I currently live in a peaceful little town not too far from Barcelona. It’s quiet, warm, and the kind of place where the lady from panadería remembers your order and neighbors say hello. Sometimes, I chat with the locals, and some of them tell me they’ve lived here their entire lives.
And every time I hear that, a strange mix of curiosity and a tiny bit of jealousy hits me. What does it feel like to grow up, grow old, and stay rooted in one place?
That’s not my story.
A Life of Constant Change
I’m not a third culture kid, but I haven’t lived in my hometown since I was 15. I left for school, then work, and eventually crossed continents for higher education in Europe. Every place I lived demanded more independence and, in doing so, shaped me into someone I never expected to become.
My first year abroad? Brutal.
I was painfully shy, too scared to ask for help, and ended up fumbling through life on my own. I failed half my subjects. I wasn’t ready for the cold weather, surviving on potatoes and frozen nuggets because that’s all I could afford. I arrived with just one pair of sneakers, which disintegrated as winter set in. I vividly remember walking through cold, rainy streets with wet socks and numb feet, wondering if I’d made a terrible mistake.
To make it worse, my partial scholarship only covered one semester—barely enough to survive. By the end of those first few months, I was mentally and financially drained.
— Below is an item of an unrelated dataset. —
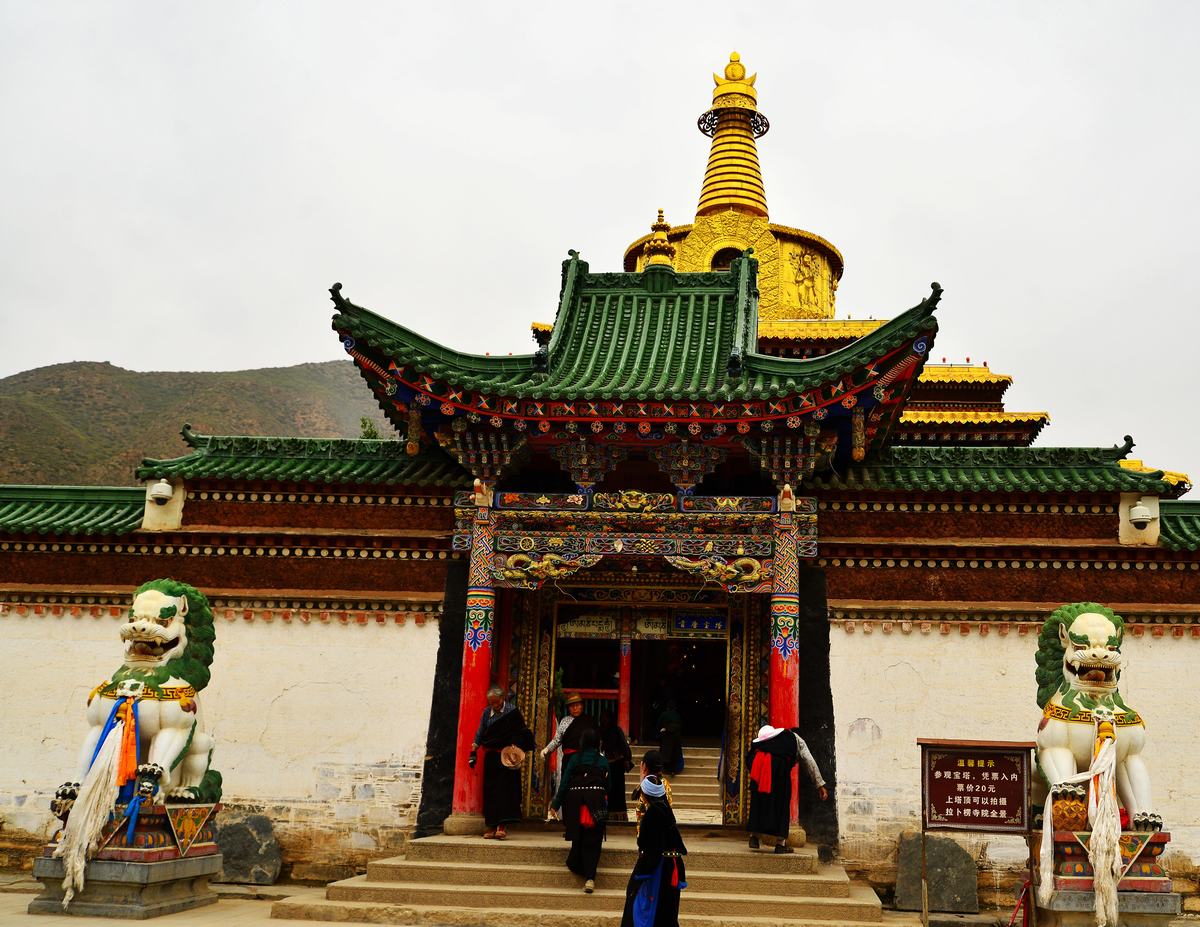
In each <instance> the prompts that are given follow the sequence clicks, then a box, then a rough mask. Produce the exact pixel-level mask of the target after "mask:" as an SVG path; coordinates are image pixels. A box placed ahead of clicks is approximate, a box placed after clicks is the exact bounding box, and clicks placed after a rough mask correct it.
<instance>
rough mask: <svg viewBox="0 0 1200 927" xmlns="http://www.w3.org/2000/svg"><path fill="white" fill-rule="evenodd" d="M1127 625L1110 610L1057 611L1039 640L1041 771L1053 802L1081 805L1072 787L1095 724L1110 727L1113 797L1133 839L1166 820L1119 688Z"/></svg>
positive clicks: (1137, 714)
mask: <svg viewBox="0 0 1200 927" xmlns="http://www.w3.org/2000/svg"><path fill="white" fill-rule="evenodd" d="M1123 639H1124V622H1123V621H1122V620H1121V617H1120V616H1117V615H1116V614H1115V612H1114V611H1112V610H1111V609H1108V608H1105V606H1103V605H1097V604H1096V603H1094V602H1081V603H1075V604H1074V605H1064V606H1062V608H1061V609H1057V610H1056V611H1055V612H1054V614H1052V615H1051V616H1050V617H1049V618H1048V620H1046V622H1045V624H1043V627H1042V635H1040V638H1039V639H1038V658H1037V659H1038V669H1037V681H1038V705H1039V706H1042V710H1043V717H1042V723H1040V724H1039V726H1038V738H1037V743H1038V754H1037V755H1038V766H1039V767H1040V770H1042V772H1043V775H1044V776H1045V779H1046V783H1048V784H1049V787H1050V789H1051V791H1052V793H1054V794H1055V796H1056V797H1057V796H1058V795H1063V796H1073V797H1078V799H1081V800H1085V801H1086V797H1087V791H1086V789H1084V788H1082V787H1081V785H1078V784H1075V785H1073V784H1068V781H1069V779H1073V778H1076V777H1078V775H1079V773H1082V772H1086V771H1087V770H1088V768H1090V767H1091V765H1092V759H1093V753H1094V750H1096V730H1097V722H1100V720H1110V722H1111V723H1112V728H1114V732H1115V743H1116V764H1115V773H1116V775H1115V779H1116V790H1117V796H1118V797H1120V800H1121V805H1122V807H1124V809H1126V812H1127V813H1128V814H1129V823H1130V827H1132V829H1133V830H1135V831H1156V830H1160V829H1162V826H1163V819H1162V818H1160V817H1159V815H1158V814H1157V813H1156V812H1154V807H1153V801H1152V799H1151V788H1150V785H1151V783H1150V770H1148V768H1147V766H1146V761H1145V759H1144V758H1142V749H1144V747H1145V746H1146V725H1145V722H1142V719H1141V716H1140V714H1138V712H1135V711H1134V710H1133V708H1130V707H1129V706H1128V705H1127V704H1126V701H1124V699H1122V698H1121V692H1120V690H1118V688H1117V683H1118V682H1120V680H1121V666H1122V657H1121V644H1122V641H1123Z"/></svg>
For the first time in my life, giving up felt like a real option.
But a friend made me promise: try again. Retake the exams. Give it one more shot. And if I still failed, no one would blame me.
So I did. I studied harder than I ever had. And then, out of nowhere, a miracle: a student dropped out, and I was granted the remainder of their scholarship. It was just enough to carry me through the full two years.
Rewriting My Identity
Returning to Indonesia after graduation, I was not the same girl who had cried herself to sleep in a freezing apartment. I came back home stronger, louder, and clearer about my worth. I had survived something that almost broke me.
And with that new self, I made another bold choice: I married a Mexican and moved across the globe—again.
Mexico welcomed me with open arms and taught me a new language, a new rhythm of life, and a new understanding of family. I became a wife and a mom there, building routines, memories, and a version of life I deeply loved.
Once again, I changed. And once again, life asked me to move.
Culture Shock at Home
When we moved back to Indonesia, I thought it would be easy. It was my country. I spoke the language. I knew the culture—right?
But it wasn’t.
Nothing about my way of life or work mindset seemed to fit anymore. I pushed myself until burnout hit, and eventually, I found myself sitting in a psychologist’s office. After listening carefully, she asked:
“Are you experiencing culture shock in your own country?”
I hadn’t considered that. But yes, that’s exactly what it was. I’d evolved beyond the rhythms of my old environment. And while I could’ve stopped working or slowed down, I knew the balance I needed didn’t exist there.
That season back home turned into a period of painful but necessary reflection. And just when I began to understand what I was truly looking for, Spain came into the picture.
A New Chapter in Spain
Moving to Spain felt like an answer to a question I had carried silently for years. We came searching for balance—something we had longed for in every previous chapter.
Eight months in, I can say: we’ve found it.
Of course, it wasn’t all easy. I had to learn to slow down. At first, I was frustrated by how relaxed everything seemed. People took their time; things didn’t move with the urgency I was used to. But slowly, I began to understand: this was my lesson.
I had spent most of my life in survival mode—rushing, striving, pushing. But now, I am learning to just be. To breathe. To wait. To trust.
Embracing Who I’ve Become
I still wonder what it must feel like to live your entire life in the same neighborhood. It must be comforting in ways I can’t imagine. But deep down, I know I was never meant to stay still.
I am not who I used to be—and honestly, I don’t want to be.
Moving abroad feels, in many ways, like breaking up with your old self. It’s painful. It’s lonely. But it’s also the most transformative gift you’ll ever receive. Because in every new place, you meet a new version of yourself—stronger, softer, wiser.
And each version brings you a little closer to home.